The idea for clustering Twitter handles started a few months ago. Initially, I had wanted to cluster users of an audience, mine for example. The idea was to gather all my followers and their most recent tweets (a couple hundred). Followers would be clustered by who they @reply to, or who they @mention in their tweets. This worked moderately well, but there wasn't enough data. Too few tweets were in reply to, or mentioned another user. The best configuration resulted in 11 clusters, 6 of which had themes that made sense, the rest were random. 2 of the clusters were less than 3 users. It was a start, but not entirely useful. I left comments throughout my code (pats self on back), one of which became this project.

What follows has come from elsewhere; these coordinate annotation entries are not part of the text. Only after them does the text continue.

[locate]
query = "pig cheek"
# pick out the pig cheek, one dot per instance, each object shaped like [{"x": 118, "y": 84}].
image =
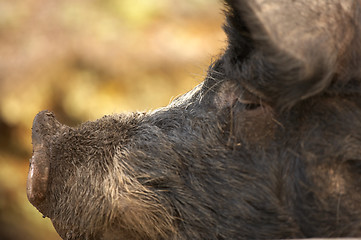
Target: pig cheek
[{"x": 254, "y": 128}]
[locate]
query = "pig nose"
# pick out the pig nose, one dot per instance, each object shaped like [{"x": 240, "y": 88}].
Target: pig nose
[{"x": 45, "y": 126}]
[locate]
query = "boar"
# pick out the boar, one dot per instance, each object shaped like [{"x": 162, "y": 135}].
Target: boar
[{"x": 267, "y": 147}]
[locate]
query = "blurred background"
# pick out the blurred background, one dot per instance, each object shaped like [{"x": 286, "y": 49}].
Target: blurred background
[{"x": 82, "y": 59}]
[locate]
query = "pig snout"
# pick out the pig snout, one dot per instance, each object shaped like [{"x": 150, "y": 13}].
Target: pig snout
[{"x": 44, "y": 128}]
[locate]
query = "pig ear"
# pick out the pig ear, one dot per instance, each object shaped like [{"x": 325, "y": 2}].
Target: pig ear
[
  {"x": 286, "y": 51},
  {"x": 45, "y": 128}
]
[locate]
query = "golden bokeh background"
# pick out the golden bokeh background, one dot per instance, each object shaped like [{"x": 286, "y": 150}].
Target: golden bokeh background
[{"x": 82, "y": 59}]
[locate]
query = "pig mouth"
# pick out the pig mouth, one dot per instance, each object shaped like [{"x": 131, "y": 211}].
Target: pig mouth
[{"x": 45, "y": 126}]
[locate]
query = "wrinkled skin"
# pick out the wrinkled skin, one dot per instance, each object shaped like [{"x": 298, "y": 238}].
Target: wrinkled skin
[{"x": 267, "y": 147}]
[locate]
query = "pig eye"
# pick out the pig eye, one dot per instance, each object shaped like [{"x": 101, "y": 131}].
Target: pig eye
[
  {"x": 248, "y": 105},
  {"x": 251, "y": 106}
]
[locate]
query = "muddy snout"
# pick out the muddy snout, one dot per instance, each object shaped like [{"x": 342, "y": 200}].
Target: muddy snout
[{"x": 45, "y": 127}]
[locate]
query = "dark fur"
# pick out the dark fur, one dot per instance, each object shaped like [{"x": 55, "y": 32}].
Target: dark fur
[{"x": 267, "y": 147}]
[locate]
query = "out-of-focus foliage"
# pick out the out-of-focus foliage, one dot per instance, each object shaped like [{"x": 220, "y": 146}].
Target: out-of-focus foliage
[{"x": 85, "y": 58}]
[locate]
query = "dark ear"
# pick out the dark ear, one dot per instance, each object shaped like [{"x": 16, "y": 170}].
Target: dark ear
[{"x": 286, "y": 51}]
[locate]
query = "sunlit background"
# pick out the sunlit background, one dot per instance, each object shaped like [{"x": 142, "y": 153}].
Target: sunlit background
[{"x": 82, "y": 59}]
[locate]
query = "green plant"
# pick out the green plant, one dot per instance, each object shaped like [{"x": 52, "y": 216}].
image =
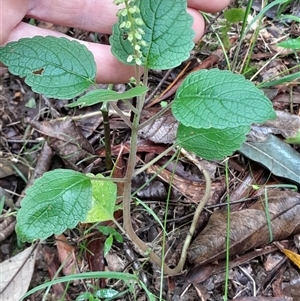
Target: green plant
[{"x": 214, "y": 108}]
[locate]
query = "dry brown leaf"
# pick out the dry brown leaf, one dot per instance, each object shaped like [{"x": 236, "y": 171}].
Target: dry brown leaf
[
  {"x": 16, "y": 273},
  {"x": 193, "y": 190},
  {"x": 66, "y": 255},
  {"x": 65, "y": 138},
  {"x": 248, "y": 228}
]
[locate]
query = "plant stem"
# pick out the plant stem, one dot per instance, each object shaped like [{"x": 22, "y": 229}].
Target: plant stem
[
  {"x": 108, "y": 159},
  {"x": 127, "y": 199}
]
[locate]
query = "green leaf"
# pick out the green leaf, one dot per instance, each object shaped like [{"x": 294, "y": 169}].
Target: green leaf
[
  {"x": 104, "y": 198},
  {"x": 220, "y": 99},
  {"x": 168, "y": 34},
  {"x": 107, "y": 244},
  {"x": 101, "y": 95},
  {"x": 211, "y": 144},
  {"x": 56, "y": 201},
  {"x": 280, "y": 158},
  {"x": 290, "y": 44},
  {"x": 106, "y": 293},
  {"x": 234, "y": 15},
  {"x": 56, "y": 67}
]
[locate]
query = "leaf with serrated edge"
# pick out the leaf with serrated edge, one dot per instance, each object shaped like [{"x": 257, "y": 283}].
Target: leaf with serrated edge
[
  {"x": 56, "y": 67},
  {"x": 220, "y": 99},
  {"x": 56, "y": 201},
  {"x": 101, "y": 95},
  {"x": 280, "y": 158},
  {"x": 104, "y": 199},
  {"x": 211, "y": 144},
  {"x": 168, "y": 35}
]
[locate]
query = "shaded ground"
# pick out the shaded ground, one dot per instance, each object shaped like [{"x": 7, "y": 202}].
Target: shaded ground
[{"x": 264, "y": 271}]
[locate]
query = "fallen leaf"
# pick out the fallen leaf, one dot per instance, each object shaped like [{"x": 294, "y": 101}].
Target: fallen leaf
[
  {"x": 280, "y": 158},
  {"x": 16, "y": 273},
  {"x": 66, "y": 140},
  {"x": 294, "y": 257},
  {"x": 66, "y": 254},
  {"x": 248, "y": 228}
]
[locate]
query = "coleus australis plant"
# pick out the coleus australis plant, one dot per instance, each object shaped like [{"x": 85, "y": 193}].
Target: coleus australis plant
[{"x": 214, "y": 108}]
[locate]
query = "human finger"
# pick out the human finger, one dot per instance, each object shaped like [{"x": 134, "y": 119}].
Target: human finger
[
  {"x": 109, "y": 69},
  {"x": 211, "y": 6}
]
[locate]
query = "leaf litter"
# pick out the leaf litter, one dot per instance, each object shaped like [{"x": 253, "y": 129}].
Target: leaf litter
[{"x": 249, "y": 229}]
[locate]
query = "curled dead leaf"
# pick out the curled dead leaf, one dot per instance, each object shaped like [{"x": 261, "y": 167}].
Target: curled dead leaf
[{"x": 248, "y": 228}]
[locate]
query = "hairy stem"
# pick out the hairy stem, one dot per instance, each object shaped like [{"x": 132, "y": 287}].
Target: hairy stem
[{"x": 127, "y": 198}]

# group recipients of replies by who else the senders reply to. ie me and D both tweet to A and to X, so cluster A and X. an alternate: group by who me and D both follow
What that morphed into is actually the transpose of the original idea: grouping Twitter handles by the users that follow them. Instead of clustering me and my homies D, A, and X, it's clustering the hockey blogs together, and the late night talk-show hosts together, and the tech news sites together.
The first step in all of this is obtaining the audience, and it's probably the easiest part. It's just looping through the Twitter API for followers/ids1. The rate limit's a bitch here, but eventually we get everything. Depending on the size of the audience, a random sample m may need to be created for the next step, which is getting those users' friends. 'Friends' is the terminology that Twitter uses for 'following'. I wish that was thought of when we were naming functions and variables, because 'followings' is just too similar to 'followers' and it makes things very confusing.
So, getting friends. This is another task where rate limiting really, really hurt (there's a joke in there somewhere, left for the reader to formulate). Using the friends/ids endpoint, we're able to retrieve 15 user's friends at a time. Twitter's rate limit window refreshes every 15 minutes. This is why a random sample may need to be taken.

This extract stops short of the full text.